С этой точки зрения эпоха Елизаветы и Шекспира была чрезвычайно притягательной: по сути, именно в этот период и сформировалась самобытная «физиономия» английской нации. Во второй половине XVI века она окончательно встала на стезю протестантизма, совершив важный шаг не только в обретении независимости от Рима в церковных делах, но и в становлении суверенного государства в современном его понимании. При Елизавете началась беспрецедентная глобальная экспансия Англии, подданных которой можно было встретить на огромных пространствах от Московии до Северной Африки, от Флориды до Персии и Ост-Индии. Это была пора авантюристов, «морских волков», которые царили в Атлантике и с легкостью огибали земной шар, но также и серьезных испытаний, когда Англии пришлось столкнуться с попыткой иностранного вторжения в 1588 году. Победа над Великой армадой была одним из тех вдохновляющих историко-политических мифов, в которых англичане находили моральную поддержку в годы Второй мировой войны. Однако достижения елизаветинской эпохи несводимы лишь к военным или коммерческим успехам, не случайно вторую половину XVI столетия именуют «золотым веком» английской ренессансной культуры, временем становления национальной литературы, в которой царили Шекспир и Марло, Спенсер и Сидни, Джонсон и Донн[108], способствовавшие триумфу английского языка, покорившего мир в XX веке. Пожалуй, никакой другой период истории не был столь мил национальным чувствам англичан послевоенной поры и не позволял столь явственно разглядеть в образе Англии былых времен прообраз ее будущей и бесконечно любоваться ею как особым малым миром, меняющимся и в то же время неизменным. Не случайно одним из самых успешных и авторитетных историков послевоенного десятилетия был А. Л. Роуз, постоянно обращавшийся к мифологизированному образу елизаветинской Англии в полемике со все менее устраивавшей его политической действительностью[1]. В той далекой эпохе он и многие его коллеги искали примеры вдохновляющего лидерства, энергии и безграничных возможностей, открывавшиеся для незаурядной личности, которых, как им казалось, не хватало в современном мире.

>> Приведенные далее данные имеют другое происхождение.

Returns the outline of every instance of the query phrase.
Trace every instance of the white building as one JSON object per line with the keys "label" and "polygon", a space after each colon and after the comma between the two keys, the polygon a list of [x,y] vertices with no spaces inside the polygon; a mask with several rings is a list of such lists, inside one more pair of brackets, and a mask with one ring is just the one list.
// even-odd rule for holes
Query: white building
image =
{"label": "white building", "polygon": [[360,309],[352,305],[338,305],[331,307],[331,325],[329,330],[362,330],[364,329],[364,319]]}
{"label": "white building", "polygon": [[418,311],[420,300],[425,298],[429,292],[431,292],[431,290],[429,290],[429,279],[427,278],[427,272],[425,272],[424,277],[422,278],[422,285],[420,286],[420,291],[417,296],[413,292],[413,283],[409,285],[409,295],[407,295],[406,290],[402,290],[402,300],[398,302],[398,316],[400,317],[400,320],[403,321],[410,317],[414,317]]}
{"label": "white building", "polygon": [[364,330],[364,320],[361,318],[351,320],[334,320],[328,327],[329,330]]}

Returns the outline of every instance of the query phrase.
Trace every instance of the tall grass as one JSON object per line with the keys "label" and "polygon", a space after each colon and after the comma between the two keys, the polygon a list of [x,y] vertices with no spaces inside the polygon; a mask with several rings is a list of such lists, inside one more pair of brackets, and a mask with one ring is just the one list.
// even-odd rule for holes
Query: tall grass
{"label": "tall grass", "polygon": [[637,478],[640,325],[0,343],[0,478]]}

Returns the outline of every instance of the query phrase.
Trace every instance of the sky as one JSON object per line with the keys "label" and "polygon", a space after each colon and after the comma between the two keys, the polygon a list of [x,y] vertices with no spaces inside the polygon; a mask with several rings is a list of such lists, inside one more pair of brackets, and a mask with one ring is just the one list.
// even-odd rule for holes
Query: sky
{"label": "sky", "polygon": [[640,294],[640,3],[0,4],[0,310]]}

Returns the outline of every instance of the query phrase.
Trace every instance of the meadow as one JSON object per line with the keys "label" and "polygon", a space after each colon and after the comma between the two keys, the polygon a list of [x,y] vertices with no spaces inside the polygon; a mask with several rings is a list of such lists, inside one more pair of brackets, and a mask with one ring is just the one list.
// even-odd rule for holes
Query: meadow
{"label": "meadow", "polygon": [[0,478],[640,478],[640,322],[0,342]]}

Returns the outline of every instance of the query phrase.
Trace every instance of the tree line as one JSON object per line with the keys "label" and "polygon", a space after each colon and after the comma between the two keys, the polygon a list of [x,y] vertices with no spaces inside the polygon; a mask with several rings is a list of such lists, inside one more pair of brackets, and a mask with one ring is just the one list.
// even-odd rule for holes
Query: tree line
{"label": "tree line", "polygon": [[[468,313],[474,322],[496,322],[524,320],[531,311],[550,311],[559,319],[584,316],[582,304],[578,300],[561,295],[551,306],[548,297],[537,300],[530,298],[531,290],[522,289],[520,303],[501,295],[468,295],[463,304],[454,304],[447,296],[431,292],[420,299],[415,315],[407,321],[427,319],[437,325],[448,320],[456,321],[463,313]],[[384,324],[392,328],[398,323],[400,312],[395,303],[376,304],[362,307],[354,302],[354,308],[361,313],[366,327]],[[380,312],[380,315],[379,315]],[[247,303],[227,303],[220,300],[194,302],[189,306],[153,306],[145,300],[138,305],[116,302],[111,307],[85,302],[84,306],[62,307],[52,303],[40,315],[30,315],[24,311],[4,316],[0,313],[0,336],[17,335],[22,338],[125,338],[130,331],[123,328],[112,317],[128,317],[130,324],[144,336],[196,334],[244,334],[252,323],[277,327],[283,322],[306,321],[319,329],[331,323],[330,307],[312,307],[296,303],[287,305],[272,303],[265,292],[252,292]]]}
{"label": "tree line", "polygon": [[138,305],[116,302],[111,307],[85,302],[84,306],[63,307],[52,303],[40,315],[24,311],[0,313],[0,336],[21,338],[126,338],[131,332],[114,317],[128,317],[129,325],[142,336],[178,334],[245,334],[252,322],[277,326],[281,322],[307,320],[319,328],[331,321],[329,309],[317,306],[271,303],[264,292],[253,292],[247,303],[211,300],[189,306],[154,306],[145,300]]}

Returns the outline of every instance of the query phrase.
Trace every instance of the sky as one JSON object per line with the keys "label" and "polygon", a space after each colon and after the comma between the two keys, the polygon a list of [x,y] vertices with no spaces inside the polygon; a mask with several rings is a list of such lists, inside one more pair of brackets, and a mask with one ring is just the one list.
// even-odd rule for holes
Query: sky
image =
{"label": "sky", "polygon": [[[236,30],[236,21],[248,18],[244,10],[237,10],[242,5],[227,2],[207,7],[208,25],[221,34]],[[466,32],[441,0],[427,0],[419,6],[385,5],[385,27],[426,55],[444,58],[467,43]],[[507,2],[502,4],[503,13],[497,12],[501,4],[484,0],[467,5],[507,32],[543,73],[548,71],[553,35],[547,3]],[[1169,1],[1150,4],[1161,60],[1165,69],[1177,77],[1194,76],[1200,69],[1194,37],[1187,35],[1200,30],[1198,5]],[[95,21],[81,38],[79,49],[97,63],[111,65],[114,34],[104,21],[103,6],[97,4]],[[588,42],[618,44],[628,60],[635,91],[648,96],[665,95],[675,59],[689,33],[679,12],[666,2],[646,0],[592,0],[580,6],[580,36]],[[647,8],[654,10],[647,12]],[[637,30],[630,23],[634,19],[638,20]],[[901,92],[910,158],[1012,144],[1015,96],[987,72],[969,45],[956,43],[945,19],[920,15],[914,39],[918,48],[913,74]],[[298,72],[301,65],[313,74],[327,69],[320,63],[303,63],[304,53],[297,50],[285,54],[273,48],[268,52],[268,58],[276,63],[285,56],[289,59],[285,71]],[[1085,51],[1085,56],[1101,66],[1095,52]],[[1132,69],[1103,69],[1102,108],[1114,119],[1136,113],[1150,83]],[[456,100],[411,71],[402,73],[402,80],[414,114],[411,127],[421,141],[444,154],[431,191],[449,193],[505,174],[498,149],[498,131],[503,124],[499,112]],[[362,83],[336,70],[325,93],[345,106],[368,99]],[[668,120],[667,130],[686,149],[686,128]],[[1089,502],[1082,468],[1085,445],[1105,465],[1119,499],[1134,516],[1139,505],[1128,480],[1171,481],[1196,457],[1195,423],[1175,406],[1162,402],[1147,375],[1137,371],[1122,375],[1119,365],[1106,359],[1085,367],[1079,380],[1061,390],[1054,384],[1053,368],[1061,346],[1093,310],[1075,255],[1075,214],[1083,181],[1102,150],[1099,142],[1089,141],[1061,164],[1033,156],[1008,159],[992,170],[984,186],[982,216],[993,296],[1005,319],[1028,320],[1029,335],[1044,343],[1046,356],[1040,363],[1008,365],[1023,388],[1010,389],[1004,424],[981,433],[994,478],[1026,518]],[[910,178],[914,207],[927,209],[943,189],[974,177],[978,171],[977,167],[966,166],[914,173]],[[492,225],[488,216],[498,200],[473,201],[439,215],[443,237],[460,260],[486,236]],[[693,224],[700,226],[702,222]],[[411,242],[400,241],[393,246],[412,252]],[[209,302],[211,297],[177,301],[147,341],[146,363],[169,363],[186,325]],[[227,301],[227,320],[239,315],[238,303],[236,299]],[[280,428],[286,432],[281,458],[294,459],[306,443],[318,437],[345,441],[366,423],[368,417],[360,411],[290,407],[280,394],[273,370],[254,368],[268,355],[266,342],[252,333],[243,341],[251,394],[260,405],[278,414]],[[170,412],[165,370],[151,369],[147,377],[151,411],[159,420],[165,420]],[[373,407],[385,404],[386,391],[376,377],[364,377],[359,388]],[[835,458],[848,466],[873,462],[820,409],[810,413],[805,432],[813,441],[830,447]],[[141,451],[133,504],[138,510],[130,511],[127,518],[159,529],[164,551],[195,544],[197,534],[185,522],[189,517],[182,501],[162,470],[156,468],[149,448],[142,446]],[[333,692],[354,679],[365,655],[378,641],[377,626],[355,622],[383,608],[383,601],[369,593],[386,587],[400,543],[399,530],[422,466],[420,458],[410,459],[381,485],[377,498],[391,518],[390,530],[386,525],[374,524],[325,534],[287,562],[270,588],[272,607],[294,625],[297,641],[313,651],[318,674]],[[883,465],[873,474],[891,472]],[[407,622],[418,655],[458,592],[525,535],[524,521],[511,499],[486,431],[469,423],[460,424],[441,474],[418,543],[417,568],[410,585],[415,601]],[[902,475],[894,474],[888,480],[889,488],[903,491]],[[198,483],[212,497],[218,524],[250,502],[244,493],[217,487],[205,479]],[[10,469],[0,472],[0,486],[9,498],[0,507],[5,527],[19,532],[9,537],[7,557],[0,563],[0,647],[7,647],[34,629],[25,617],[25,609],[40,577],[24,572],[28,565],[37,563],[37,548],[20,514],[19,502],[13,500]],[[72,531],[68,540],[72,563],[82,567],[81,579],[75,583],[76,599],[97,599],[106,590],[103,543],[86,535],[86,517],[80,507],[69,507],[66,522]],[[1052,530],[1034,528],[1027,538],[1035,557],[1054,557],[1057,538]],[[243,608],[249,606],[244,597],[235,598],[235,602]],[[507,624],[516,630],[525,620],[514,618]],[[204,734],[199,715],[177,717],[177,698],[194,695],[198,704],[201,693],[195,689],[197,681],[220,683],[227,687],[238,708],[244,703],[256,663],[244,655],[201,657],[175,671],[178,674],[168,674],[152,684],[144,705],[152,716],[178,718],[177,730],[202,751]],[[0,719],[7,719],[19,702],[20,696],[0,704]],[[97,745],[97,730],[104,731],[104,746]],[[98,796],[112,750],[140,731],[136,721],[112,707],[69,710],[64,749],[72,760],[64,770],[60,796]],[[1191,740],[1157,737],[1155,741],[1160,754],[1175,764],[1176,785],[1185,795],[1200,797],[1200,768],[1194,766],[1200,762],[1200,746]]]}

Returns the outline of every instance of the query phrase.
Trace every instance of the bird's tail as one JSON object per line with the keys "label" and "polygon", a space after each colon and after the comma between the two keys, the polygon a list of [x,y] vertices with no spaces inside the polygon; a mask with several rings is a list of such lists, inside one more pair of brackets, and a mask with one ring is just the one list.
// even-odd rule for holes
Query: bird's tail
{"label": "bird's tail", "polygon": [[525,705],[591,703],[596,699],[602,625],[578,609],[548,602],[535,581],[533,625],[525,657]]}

Э. Бартон принадлежала к числу таких историков. Она преисполнена ностальгической любви к «старой доброй Англии», на которую переносит и пристрастия, и представления своего времени. Елизаветинцы предстают у нее «фанатично приверженными свободе» и пожинающими плоды широких социальных возможностей, открывающихся перед ними. В ее Англии царят мир и социальная гармония, а королева даже не собирает налогов со своих подданных — труднообъяснимое заблуждение нашего автора. Наивные преувеличения, подчас встречающиеся в тексте ее книги, есть также плод безоглядной влюбленности Э. Бартон в темпераментных современников Шекспира. Только в ее фантазии иноземцы были способны восхищаться английской кухней и обилием потребляемых здесь продуктов. (Симптоматична при этом оговорка о том, что даже арестанты в тюрьмах XVI века ели лучше, чем англичане в эпоху немецкой блокады и продовольственных карточек.) И только ее стойкому патриотизму можно приписать утверждение о том, что елизаветинские дворцы были украшены полотнами «лучших мастеров» (следует признать, что королеве Елизавете так и не удалось заманить к своему двору кого-нибудь из действительно первоклассных европейских художников). Э. Бартон снисходительна к своим соотечественникам, даже когда они проявляют далеко не лучшие свои качества — склонность к мошенничеству и воровству, жестокость или невежество, — поскольку уверена, что все это будет переплавлено в горниле истории и ляжет в основу английского национального характера.
Собственно поиски истоков «английскости»[2] и являются основной задачей работы Элизабет Бартон, по мнению которой, национальная самобытность выкристаллизовалась из смеси «ревностного патриотизма, крайнего индивидуализма и благородной, а порой и надменной сдержанности». Как и ее более маститые современники — Дж. Нил и А. Л. Роуз.